Door appellant is betoogd dat de AID controleur hem mondeling zou hebben toegezegd dat hij met de overlegging van nota’s voor het spuiten van maïs voldoende kan aantonen dat door hem inderdaad maïs is geteeld en verzorgd, waarvoor hij akkerbouwsteun kan ontvangen. Wat er ook zij van de waarde die moet worden gehecht aan de uitlatingen van de AID-ambtenaar, het College stelt vast dat de teelt van achtereenvolgens de gewassen maïs en sperziebonen als zodanig niet in geschil is, maar dat wel de vraag is of de korrelmaïs tot het begin van de bloei door appellant is verzorgd, wil appellant voor steun in aanmerking komen. Dat aan die laatste voorwaarde zou zijn voldaan is niet met de door appellant overgelegde spuitnota’s aangetoond.

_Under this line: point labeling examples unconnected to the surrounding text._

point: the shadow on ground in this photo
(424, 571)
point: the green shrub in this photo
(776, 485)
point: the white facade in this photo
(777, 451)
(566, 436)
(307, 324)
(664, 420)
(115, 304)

Voorzover appellant een beroep op overmacht in verband met vogelvraat heeft willen doen stuit dit af op de in artikel 48, eerste lid, van Verordening (EG) nr. 2419/2001 neergelegde eis dat de overmacht binnen 10 dagen na het intreden daarvan aan verweerder had moeten worden gemeld. Appellant heeft een dergelijke melding niet gedaan en heeft ook niet gemeld dat hij de maïspercelen op 16 juni 2003 heeft ingezaaid met sperziebonen.
Het voorgaande leidt tot de slotsom dat het beroep ongegrond dient te worden verklaard.
Het College acht geen termen aanwezig voor een proceskostenveroordeling met toepassing van artikel 8:75 van de Awb.